The title comes from one of Frank Sr.'s favorite jokes: it often happened that when he and his family were out driving and stopped at a red light, a pedestrian would ask, "Hey, Mister! How come you got so many kids?" Gilbreth would pretend to ponder the question carefully, and then, just as the light turned green, would say, "Well, they come cheaper by the dozen, you know", and drive off.

At several points in the book, a total number of children is spoken of as being 12. In real life, although the Gilbreths had 12 children who survived infanthood, only up to 11 were living at the time of the stories. In fact, when Mary died of diphtheria at age five, seven of her siblings were not yet born, so there never were 12 children alive at the same time. The only chapter that mentions Mary by name is the one that tells the stories of the children's births; otherwise, she is not mentioned and her absence is not explained. It was not until the sequel, Belles on Their Toes, was published in 1950 that Mary's death is mentioned in a footnote. In the rest of the book, only the 11 children who lived to adulthood are mentioned by name. From oldest to youngest, they are Anne, Ernestine (Ern), Martha (Mart), Frank Jr., Bill, Lillian (Lill), Fred, Dan, John (Jack), Bob, and Jane.

The stories in the book are organized topically. They skip around in time, and the details of the timing are not always made clear. For example, Bill is mentioned as having been six years old at the time of the story in which he honks the car horn while his father is under the hood trying to fix the engine. This would have been around 1919, before the three youngest children were born, though this detail is not mentioned.

The book ends with the sudden death of Frank Sr, which occurred in 1924. At that time, the oldest child (Anne) was 20 years old and the youngest (Jane) was nearly two years old.

== Adaptations ==

Cheaper by the Dozen was made into a 1950 motion picture, starring Clifton Webb and Myrna Loy as Frank and Lillian Gilbreth. The film was produced by 20th Century Fox.

Cheaper by the Dozen was adapted as a stage play in 1950 by Christopher Sergel. It played at Grey Lite Theatre in 1992, directed by Lori David.

Cheaper by the Dozen has been adapted as a musical, dramatized by Christopher Sergel with a score by David Rogers and Mark Bucci.
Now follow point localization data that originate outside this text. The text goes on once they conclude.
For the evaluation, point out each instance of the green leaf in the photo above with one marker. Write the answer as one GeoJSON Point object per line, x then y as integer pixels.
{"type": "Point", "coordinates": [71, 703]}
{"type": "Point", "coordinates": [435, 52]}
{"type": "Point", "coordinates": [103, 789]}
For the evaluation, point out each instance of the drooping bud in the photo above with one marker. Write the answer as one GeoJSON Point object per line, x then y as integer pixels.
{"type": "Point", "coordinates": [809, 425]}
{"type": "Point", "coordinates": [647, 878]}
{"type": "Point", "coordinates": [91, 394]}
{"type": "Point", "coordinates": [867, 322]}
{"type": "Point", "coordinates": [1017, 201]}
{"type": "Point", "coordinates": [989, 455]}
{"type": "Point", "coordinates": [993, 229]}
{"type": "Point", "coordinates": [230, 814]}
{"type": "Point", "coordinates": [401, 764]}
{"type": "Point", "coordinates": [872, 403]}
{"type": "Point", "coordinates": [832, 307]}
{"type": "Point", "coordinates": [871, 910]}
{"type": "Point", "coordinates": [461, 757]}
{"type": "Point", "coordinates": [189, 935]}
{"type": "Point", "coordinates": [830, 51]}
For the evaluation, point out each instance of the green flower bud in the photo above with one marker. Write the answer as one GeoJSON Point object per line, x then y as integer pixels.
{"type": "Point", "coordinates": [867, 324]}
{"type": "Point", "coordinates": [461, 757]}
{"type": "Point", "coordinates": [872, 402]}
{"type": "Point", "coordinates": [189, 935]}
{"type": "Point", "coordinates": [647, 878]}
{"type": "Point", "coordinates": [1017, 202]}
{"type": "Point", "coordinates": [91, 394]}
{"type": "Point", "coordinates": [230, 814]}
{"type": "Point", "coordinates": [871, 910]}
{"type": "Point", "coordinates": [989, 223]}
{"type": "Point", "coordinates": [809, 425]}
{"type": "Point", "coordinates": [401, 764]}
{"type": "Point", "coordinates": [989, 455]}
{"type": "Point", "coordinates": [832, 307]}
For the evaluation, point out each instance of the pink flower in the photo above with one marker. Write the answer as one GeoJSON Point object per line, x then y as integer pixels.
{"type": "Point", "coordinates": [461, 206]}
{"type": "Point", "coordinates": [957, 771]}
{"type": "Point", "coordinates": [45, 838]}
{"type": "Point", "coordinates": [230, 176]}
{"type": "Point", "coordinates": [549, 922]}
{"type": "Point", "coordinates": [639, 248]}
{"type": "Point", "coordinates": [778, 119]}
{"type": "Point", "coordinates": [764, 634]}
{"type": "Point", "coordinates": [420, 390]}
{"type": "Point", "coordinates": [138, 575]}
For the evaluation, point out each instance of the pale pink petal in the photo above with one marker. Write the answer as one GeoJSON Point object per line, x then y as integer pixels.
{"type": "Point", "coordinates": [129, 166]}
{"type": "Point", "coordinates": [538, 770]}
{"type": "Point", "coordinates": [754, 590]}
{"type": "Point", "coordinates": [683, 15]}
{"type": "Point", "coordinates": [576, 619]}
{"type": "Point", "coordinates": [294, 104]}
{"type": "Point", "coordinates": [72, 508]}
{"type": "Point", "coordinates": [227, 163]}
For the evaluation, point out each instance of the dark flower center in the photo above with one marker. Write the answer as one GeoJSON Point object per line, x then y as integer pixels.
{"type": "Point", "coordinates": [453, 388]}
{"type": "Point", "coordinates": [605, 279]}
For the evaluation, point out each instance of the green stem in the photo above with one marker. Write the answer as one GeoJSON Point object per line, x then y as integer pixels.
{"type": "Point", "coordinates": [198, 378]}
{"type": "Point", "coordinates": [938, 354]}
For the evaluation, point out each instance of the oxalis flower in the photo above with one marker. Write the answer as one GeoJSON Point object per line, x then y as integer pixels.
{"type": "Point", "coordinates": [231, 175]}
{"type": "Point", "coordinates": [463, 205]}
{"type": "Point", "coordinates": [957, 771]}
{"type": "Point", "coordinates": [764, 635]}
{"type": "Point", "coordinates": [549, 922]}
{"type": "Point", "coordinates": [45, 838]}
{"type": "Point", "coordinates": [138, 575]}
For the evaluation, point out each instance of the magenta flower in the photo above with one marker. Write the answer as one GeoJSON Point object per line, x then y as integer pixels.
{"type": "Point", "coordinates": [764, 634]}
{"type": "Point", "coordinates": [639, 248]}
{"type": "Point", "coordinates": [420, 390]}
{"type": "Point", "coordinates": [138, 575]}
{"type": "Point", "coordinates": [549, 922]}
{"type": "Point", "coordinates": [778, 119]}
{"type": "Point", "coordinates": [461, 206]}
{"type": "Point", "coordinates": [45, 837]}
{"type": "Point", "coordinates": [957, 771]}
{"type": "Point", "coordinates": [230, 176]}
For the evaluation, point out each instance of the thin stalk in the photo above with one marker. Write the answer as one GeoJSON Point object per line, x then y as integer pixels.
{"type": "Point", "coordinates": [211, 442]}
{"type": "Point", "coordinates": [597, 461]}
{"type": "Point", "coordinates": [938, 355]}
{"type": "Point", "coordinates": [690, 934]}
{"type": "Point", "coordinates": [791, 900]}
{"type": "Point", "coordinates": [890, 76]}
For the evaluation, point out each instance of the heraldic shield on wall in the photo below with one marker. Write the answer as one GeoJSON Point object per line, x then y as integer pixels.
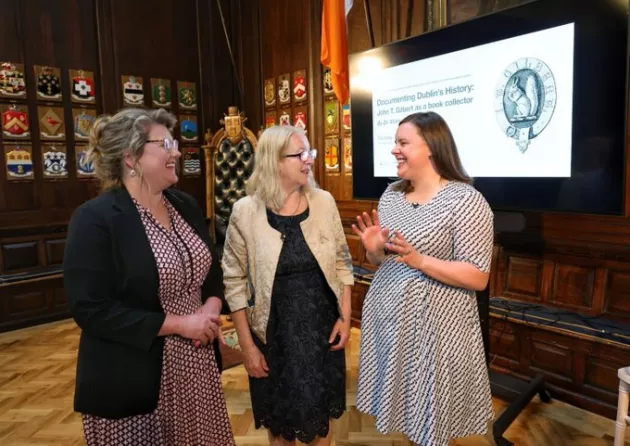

Cheaper by the Dozen (2003) and Cheaper by the Dozen 2 (2005), starring comedians Steve Martin and Bonnie Hunt, have little relationship with the book other than the title and the focus on a family with 12 children. On the cover of Kate's book (Kate is the female lead character in the movies), the title is shown to be Cheaper by the Dozen, and the author's maiden name appears as Gilbreth (the name of the real family in the book upon which the 1950 film was based). During a game of Apple Schmear, Nora tells Hank that her "Great Grandma Gilbreth" invented the game. Furthermore, Lorraine and Tom argue about how much time she should be allotted in front of the mirror in the mornings. He allots her a few extra minutes, connecting back to the time efficiency specialist that the father, Frank Gilbreth, was in the 1950 film.

On August 6, 2019, following the acquisition of 21st Century Fox by Disney, Disney CEO Bob Iger announced that a reboot of Cheaper by the Dozen was in development and would premiere on the company's streaming service, Disney+. Gail Lerner was selected to direct the film with a script co-written by Kenya Barris and Jenifer Rice-Genzuk Henry. Gabrielle Union and Zach Braff landed starring roles in the film, which was released on March 18, 2022.

==Contemporary appraisals==
Re-reading the book in 2003, Pulitzer Prize–winning critic Jonathan Yardley wrote in The Washington Post: "[I]t is a joy to report that Cheaper by the Dozen still reads remarkably well. ... The prose ... is unadorned and matter of fact, and its organizational structure is a bit difficult to detect, but what matters most is that it is a touching family portrait that also happens to be very, very funny."

The book won the French International Humor Award and has been translated into a dozen languages.